Насколько удались этим людям их задумки, неизвестно, но многие арендаторы покидали серый дом после разговора с ней в более чем удрученном состоянии, что могло свидетельствовать об их глубоком разочаровании результатами беседы. Но, так или иначе, каким-то образом Патриция справилась с ситуацией и через какое-то время ажиотаж вокруг нее начал стихать, а зетем и вовсе иссяк.

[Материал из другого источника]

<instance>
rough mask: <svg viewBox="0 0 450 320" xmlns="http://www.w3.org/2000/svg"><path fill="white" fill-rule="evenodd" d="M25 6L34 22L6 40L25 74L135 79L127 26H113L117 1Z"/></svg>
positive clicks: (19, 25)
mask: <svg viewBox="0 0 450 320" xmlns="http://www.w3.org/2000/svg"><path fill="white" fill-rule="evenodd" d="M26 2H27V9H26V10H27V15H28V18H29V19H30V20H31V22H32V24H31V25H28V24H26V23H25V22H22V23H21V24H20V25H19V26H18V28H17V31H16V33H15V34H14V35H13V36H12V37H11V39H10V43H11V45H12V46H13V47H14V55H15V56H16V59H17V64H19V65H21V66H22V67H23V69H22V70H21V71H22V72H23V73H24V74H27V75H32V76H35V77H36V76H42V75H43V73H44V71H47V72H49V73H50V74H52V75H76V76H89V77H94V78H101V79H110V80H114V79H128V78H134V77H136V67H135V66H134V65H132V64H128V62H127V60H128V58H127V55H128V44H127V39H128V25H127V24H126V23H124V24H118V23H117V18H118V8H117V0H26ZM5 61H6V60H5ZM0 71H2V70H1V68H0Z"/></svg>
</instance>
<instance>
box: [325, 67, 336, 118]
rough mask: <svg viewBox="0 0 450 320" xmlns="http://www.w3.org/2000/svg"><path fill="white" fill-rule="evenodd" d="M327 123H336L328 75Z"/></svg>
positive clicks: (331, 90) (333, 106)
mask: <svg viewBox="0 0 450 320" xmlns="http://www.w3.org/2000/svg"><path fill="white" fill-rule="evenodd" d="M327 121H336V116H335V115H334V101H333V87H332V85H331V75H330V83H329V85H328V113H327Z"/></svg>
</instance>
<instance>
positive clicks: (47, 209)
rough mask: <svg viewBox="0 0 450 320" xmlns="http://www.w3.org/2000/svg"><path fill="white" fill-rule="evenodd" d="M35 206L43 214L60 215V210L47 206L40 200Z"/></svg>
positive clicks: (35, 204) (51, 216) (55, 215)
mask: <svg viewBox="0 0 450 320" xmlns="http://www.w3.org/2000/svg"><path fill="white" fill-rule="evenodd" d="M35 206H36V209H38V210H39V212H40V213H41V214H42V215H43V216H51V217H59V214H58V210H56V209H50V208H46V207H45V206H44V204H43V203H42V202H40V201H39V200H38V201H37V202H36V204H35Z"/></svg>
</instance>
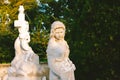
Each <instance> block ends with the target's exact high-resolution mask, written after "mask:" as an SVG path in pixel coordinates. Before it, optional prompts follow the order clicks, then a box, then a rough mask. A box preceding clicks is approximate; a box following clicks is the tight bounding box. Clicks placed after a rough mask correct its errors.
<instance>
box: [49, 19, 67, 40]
mask: <svg viewBox="0 0 120 80" xmlns="http://www.w3.org/2000/svg"><path fill="white" fill-rule="evenodd" d="M58 28H63V30H64V31H65V30H66V29H65V25H64V24H63V23H62V22H60V21H55V22H53V23H52V25H51V31H50V38H52V37H54V31H55V30H56V29H58Z"/></svg>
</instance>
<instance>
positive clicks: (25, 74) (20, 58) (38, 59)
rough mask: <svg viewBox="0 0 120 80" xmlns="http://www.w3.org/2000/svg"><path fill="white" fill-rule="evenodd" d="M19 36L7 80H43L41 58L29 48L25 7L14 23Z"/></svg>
mask: <svg viewBox="0 0 120 80" xmlns="http://www.w3.org/2000/svg"><path fill="white" fill-rule="evenodd" d="M14 26H15V27H16V28H18V31H19V36H18V37H17V39H16V40H15V43H14V48H15V57H14V59H13V60H12V62H11V66H10V67H9V68H8V79H7V80H41V79H42V78H41V67H40V64H39V56H38V55H37V54H35V53H34V51H33V50H32V48H31V47H30V46H29V42H30V34H29V23H28V22H27V21H26V20H25V14H24V7H23V6H22V5H21V6H20V7H19V14H18V20H15V21H14Z"/></svg>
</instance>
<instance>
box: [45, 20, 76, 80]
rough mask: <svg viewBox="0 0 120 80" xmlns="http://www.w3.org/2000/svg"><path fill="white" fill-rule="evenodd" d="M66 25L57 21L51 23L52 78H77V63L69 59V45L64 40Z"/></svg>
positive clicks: (49, 41)
mask: <svg viewBox="0 0 120 80" xmlns="http://www.w3.org/2000/svg"><path fill="white" fill-rule="evenodd" d="M64 36H65V25H64V24H63V23H62V22H60V21H55V22H53V24H52V25H51V32H50V39H49V43H48V47H47V50H46V52H47V58H48V66H49V68H50V80H75V77H74V70H75V69H76V68H75V65H74V64H73V63H72V61H71V60H70V59H69V52H70V51H69V46H68V44H67V42H66V41H65V40H64Z"/></svg>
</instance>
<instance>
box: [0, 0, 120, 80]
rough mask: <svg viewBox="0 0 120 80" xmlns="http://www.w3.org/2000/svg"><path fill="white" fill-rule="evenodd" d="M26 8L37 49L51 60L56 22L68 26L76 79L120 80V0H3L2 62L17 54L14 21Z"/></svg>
mask: <svg viewBox="0 0 120 80" xmlns="http://www.w3.org/2000/svg"><path fill="white" fill-rule="evenodd" d="M20 5H23V6H24V8H25V16H26V20H27V21H28V22H29V24H30V35H31V42H30V46H31V47H32V49H33V51H34V52H35V53H36V54H38V55H39V57H40V62H45V63H47V59H46V47H47V43H48V39H49V33H50V26H51V24H52V22H54V21H56V20H59V21H62V22H63V23H64V24H65V25H66V29H67V30H66V36H65V40H66V41H67V42H68V45H69V47H70V51H71V52H70V56H69V57H70V59H71V60H72V61H73V63H74V64H75V65H76V71H75V77H76V80H120V68H119V67H120V0H0V63H1V64H2V63H10V62H11V61H12V59H13V58H14V56H15V51H14V41H15V39H16V38H17V36H18V31H17V29H16V28H14V20H17V19H18V8H19V6H20Z"/></svg>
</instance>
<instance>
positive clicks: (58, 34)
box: [54, 28, 65, 40]
mask: <svg viewBox="0 0 120 80" xmlns="http://www.w3.org/2000/svg"><path fill="white" fill-rule="evenodd" d="M64 35H65V31H64V29H63V28H58V29H55V33H54V37H55V38H56V39H57V40H62V39H64Z"/></svg>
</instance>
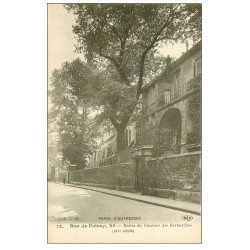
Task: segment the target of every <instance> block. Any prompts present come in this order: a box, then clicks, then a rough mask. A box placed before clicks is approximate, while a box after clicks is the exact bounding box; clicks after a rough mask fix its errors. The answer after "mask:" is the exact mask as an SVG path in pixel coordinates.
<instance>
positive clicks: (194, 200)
mask: <svg viewBox="0 0 250 250" xmlns="http://www.w3.org/2000/svg"><path fill="white" fill-rule="evenodd" d="M200 161H201V154H200V152H196V153H188V154H183V155H175V156H171V157H159V158H154V159H150V160H149V161H148V162H147V164H146V171H145V172H146V175H145V188H144V193H145V194H150V195H155V196H160V197H166V198H172V199H177V200H185V201H192V202H197V203H199V202H200V191H201V167H200V164H201V162H200Z"/></svg>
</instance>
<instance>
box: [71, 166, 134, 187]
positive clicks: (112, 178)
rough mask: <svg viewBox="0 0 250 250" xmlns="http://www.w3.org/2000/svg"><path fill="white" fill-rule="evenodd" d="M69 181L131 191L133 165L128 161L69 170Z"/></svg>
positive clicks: (81, 183)
mask: <svg viewBox="0 0 250 250" xmlns="http://www.w3.org/2000/svg"><path fill="white" fill-rule="evenodd" d="M69 182H70V183H81V184H84V185H89V186H97V187H104V188H110V189H119V190H126V191H133V190H134V185H135V178H134V165H133V163H132V162H130V163H123V164H114V165H108V166H104V167H99V168H92V169H82V170H76V171H70V172H69Z"/></svg>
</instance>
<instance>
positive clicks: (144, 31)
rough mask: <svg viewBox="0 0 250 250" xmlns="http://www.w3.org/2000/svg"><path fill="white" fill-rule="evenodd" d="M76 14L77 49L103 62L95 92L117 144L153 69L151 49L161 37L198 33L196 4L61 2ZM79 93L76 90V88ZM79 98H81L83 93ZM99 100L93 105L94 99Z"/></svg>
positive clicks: (164, 38) (200, 15) (154, 48)
mask: <svg viewBox="0 0 250 250" xmlns="http://www.w3.org/2000/svg"><path fill="white" fill-rule="evenodd" d="M65 7H66V9H68V10H69V11H71V12H72V13H73V14H74V15H75V16H76V24H75V25H74V26H73V32H74V34H75V35H76V38H77V44H76V50H77V51H78V52H80V53H84V54H85V56H86V58H87V59H88V62H89V63H91V64H94V65H98V66H99V67H100V65H101V66H102V67H104V69H105V71H104V72H106V74H105V77H104V78H106V80H105V81H104V82H103V83H104V84H105V86H104V85H103V88H102V89H101V90H100V94H99V97H100V98H99V103H97V104H99V106H101V111H102V117H103V118H108V119H109V120H110V121H111V123H112V124H113V126H114V128H115V129H116V131H117V147H118V149H120V148H121V147H122V137H123V133H124V130H125V128H126V126H127V124H128V122H129V119H130V118H131V115H132V114H133V111H134V109H135V107H136V105H137V103H138V100H139V98H140V95H141V90H142V86H143V84H144V83H145V79H147V74H148V73H149V72H150V73H151V74H152V69H151V67H150V65H152V64H154V62H155V60H156V57H155V53H156V51H157V48H158V46H160V45H161V44H162V43H169V42H177V41H179V40H182V41H185V40H187V39H190V38H194V39H195V40H197V39H199V37H200V33H201V4H66V5H65ZM75 93H76V95H77V96H79V97H80V96H81V93H80V92H79V91H76V92H75ZM82 99H84V98H82ZM97 106H98V105H97Z"/></svg>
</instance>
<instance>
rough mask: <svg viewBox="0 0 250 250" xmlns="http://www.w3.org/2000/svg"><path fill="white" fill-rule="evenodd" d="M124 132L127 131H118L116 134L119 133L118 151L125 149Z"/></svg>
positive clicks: (116, 140) (117, 149) (117, 131)
mask: <svg viewBox="0 0 250 250" xmlns="http://www.w3.org/2000/svg"><path fill="white" fill-rule="evenodd" d="M124 131H125V129H118V130H116V132H117V137H116V144H117V150H122V149H124V147H125V143H124V142H125V141H124Z"/></svg>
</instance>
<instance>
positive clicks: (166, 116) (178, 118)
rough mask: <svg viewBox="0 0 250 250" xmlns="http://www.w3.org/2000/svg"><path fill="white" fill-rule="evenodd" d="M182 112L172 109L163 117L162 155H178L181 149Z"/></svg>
mask: <svg viewBox="0 0 250 250" xmlns="http://www.w3.org/2000/svg"><path fill="white" fill-rule="evenodd" d="M181 120H182V118H181V112H180V110H179V109H177V108H171V109H169V110H167V111H166V112H165V114H164V115H163V116H162V118H161V121H160V126H159V144H160V145H159V148H160V153H161V154H165V153H166V154H177V153H180V149H181V122H182V121H181Z"/></svg>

Разумеется, кажущаяся скорбь Патриции Рауфф могла обмануть кого угодно, кроме Гудрун Тапер. Знающая истинное положение вещей, верная подруга не заблуждалась относительно способности товарки "преодолеть горе" и присоединялась к всеобщим соболезнованиям и причитаниям лишь ради того, чтобы не выглядеть странно и не навести Патрицию на ненужные размышления. Надо сказать, сама Гудрун была в полнейшем смятении – с одной стороны, она осознавала весь ужас произошедшего и ей была вполне ясна отвращающая сущность юной наследницы, не имевшей, по ее мнению, ничего святого; с другой же – многолетняя привязанность не могла испариться в одночасье и Гудрун была просто не в состоянии вдруг перестать считать убийцу своей подругой. Она невольно пыталась найти хоть какие-то оправдания для Патриции, хоть как-то смягчить вину той в своих собственных глазах, и приписывала ужасные черты характера подруги унаследованному от отца буйному нраву, ибо поступок Рауффа представлялся Гудрун не менее отвратительным, чем совершенный его младшей дочерью – если уж на то пошло, подробностей преступления Патриции она не знала, и допускала даже, что оно могло случиться спонтанно и не иметь изначального умысла, тогда как хладнокровие старого Рауффа, убившего заведомо невинного человека и, что не менее гнусно, не давшего даже похоронить тело убиенного по христианским обычаям, обрекая душу бедняги на беспокойство, казалось доброй молодой художнице абсолютной бесчеловечностью, не могущей иметь оправдания.
Совершенно случайно в голову Гудрун пришла мысль, что, не окажись они с подругами на берегу в тот роковой момент и не стань свидетелями содеянного, все могло быть иначе – Роберт Линхоф и его тесть были бы по-прежнему живы и дружны, а Патриция не вызывала бы у нее столь противоречивых чувств. Что же до Ангелики, то ее было уже так или иначе не вернуть. На долю секунды Гудрун даже пожалела о решении отправиться в тот день на прогулку, в чем, правда, тот час же раскаялась – в конце концов, справедливость превыше всего и стечение обстоятельств, приведшее к трагической развязке, было не иначе как предопределено Богом, а, значит, и самым правильным из возможных.
Время шло. Буря вокруг серого дома на берегу и его злосчастных обитателей стихла и жизнь потекла своим чередом. Что до упомянутых обитателей, то их число сократилось до одного, ибо, потеряв отца, сестру и зятя, Патриция отказалась также и от прислуги, заявив, что ей оная ни к чему и она вполне справляется сама. Раз в неделю или две приходили, правда, поденщицы, вызванные для уборки, да садовник время от времени заглядывал, чтобы поддерживать парк в надлежащем виде, впрочем же тишина, воцарившаяся в доме, ничем не нарушалась. Даже конюшня опустела и выглядела теперь угрюмой и заброшенной. Патриция получила несколько предложений продать усадьбу, но категорически отвергла их все, сказав, что ее имение НИКОГДА не перейдет в чужие руки. Вскоре бесплодные попытки переубедить хозяйку прекратились.